I wonder if English has something of that nature as well.

------
anentropic
I have noticed the effect of the weather on my moods. Only a particular kind
of weather: basically rain, or the heavy overcast clouds that precede a
rainstorm. Not any cloudy day, only if there's a strong likelihood of heavy
rain.

It is noticeable enough that I can tell if the weather is like that when I
wake up in the morning, before opening the curtains to look outside.

The feeling I get from that weather is kind of depressive, a bit lazy.

Putting these things together, some years ago I came to the idea that perhaps
it's evolution's way of persuading me to stay at home, keep warm and dry and
not catch a cold. I call it a "cave day"... instinct says: stay in cave.

This is distinct from the exhilaration of a storm.

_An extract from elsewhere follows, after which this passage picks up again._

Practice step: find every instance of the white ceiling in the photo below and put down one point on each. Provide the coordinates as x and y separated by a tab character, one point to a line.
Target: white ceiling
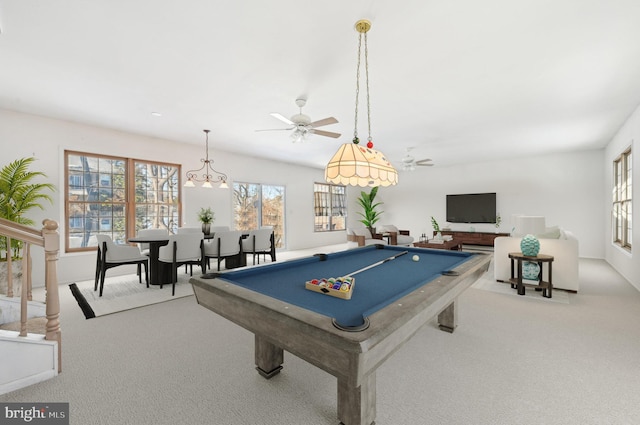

Possibly related is the nice cozy feeling of being warm and dry in the middle
of a downpour. I particularly like it if you can hear the rain, such as when
under and iron roof or in a tent.

------
Sharlin
I have on several occasions run out into the weather, to experience first-hand
the raw elemental power of a storm. It is an utterly exhilarating and awe-
inspiring experience. It's a shame that where I live, weather systems are
rarely energetic enough to develop into severe thunderstorms. On the other
hand I'm glad we don't have hurricanes or tornados…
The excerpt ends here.